I had friends at a very popular fraternity at a major college (and later served on a discipline board). This fraternity had a series of violations. Mainly underage drinking, poor grades, and complaints from girls (nothing even close to rape). So just a series of dumbass fraternity guys acting like dumbass fraternity guys. Seriously what do you expect when putting 20-200 guys between 18-22 in the same housing.
For these smaller infractions the school will warn both the local charter and the fraternity national headquarters. Each school has its own rules. So I can't say that one violation at one school is handled the same as another. Also when I say a school has rules I am being very liberal. [A school will have an advisory/disciplinary committee that will basically do whatever it wants]

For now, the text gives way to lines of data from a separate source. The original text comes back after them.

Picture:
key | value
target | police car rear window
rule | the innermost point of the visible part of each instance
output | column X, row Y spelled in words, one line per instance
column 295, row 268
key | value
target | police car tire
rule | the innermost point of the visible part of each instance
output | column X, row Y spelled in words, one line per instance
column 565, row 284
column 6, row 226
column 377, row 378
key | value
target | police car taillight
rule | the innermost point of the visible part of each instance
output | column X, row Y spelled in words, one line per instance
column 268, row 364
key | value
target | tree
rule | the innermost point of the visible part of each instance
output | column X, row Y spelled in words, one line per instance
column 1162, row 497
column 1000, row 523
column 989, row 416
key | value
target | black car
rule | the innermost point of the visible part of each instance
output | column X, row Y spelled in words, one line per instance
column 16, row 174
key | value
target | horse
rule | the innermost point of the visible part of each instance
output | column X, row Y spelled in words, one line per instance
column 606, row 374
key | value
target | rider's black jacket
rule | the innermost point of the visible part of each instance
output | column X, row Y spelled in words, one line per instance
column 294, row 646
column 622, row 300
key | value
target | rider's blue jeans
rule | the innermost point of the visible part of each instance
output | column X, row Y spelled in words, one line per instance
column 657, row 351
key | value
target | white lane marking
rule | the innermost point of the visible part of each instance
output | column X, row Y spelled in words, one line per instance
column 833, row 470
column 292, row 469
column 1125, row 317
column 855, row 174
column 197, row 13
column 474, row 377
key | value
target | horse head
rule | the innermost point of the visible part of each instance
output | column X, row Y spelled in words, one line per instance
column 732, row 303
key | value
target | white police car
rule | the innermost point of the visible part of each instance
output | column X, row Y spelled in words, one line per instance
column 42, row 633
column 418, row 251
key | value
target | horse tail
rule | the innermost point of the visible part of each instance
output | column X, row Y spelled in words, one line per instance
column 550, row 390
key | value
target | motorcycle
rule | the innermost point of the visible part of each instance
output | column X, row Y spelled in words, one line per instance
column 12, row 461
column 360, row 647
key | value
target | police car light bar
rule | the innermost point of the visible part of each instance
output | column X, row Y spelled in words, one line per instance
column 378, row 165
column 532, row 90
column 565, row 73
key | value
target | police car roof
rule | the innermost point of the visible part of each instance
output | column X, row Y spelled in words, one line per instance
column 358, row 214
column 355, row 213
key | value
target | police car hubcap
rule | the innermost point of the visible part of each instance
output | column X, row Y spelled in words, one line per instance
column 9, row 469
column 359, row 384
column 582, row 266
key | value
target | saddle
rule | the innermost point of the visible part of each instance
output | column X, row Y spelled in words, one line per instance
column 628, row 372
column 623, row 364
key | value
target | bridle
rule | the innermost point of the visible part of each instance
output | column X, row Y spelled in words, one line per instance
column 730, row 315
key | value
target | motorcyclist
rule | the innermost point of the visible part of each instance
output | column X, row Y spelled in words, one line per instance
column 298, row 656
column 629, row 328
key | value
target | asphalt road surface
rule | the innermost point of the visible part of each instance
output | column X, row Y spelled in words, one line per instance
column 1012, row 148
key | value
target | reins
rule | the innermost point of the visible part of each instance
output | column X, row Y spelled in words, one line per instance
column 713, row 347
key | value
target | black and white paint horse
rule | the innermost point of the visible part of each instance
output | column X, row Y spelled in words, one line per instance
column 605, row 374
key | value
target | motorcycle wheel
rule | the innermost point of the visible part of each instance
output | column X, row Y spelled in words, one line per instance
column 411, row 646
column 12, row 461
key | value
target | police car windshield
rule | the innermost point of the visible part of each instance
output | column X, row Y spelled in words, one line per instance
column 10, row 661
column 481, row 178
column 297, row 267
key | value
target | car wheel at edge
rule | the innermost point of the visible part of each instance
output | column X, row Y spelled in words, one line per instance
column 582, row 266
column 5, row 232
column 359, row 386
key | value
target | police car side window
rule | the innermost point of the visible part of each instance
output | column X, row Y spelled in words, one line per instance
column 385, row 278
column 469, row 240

A school may have outlined several examples of violations (hazing, drinking, grades...) and then their punishment for those. But I have first hand seen how hazing has turned into - boys will be boys - because someone on the committee went to school with one of the boy's fathers. Or another dad makes a big contribution right after he got in trouble.
So a school may do pretty much whatever it wants from putting a fraternity/sorority on probation, from expelling members of that fraternity, from taking the charter away from the fraternity. And it doesn't matter if the house is off campus or not. In the case I mentioned above, the fraternity owned a house about a half mile off campus. The university read the boys the riot act, said they were closed, or they could leave the school.
I have first hand seen both good and bad things happen using the school system as reinforcement.
Good
- School can act much faster than our court system
- School can make people "testify" (based on most honor codes)
- School usually has some reasonably smart people making decisions
Bad
- It is easy to cover things up. I had a friend get assaulted on campus. The campus police did next to nothing and it didn't get reported as an assault to the actual police because the university was worried about their crime stats. Friend found out nothing was happening, so reported to the police... case was too cold by then to get much traction.
- One influential person can taint any committee. Several times I was told to vote a certain way (or I wouldn't be on said committee in future). Let it be known after I refused once that 3 committee spots were cut including mine - and then 3 months later 5 committee spots were opened.
- Once things hit the press a school will do damage control not get to the bottom of what was actually happening. See the Duke lacrosse team as a perfect example.
Answer in short: The school will threaten to kick out any students that don't abide by their rules. So even if a "fraternity" isn't nationally chartered and doesn't have any direct correlation with the school the school can still have said fraternity disbanded or the members face expulsion. This threat happens all the time but is hardly ever enacted on. The students really have no discourse except for talking to the press (which in some schools can lead to expulsion).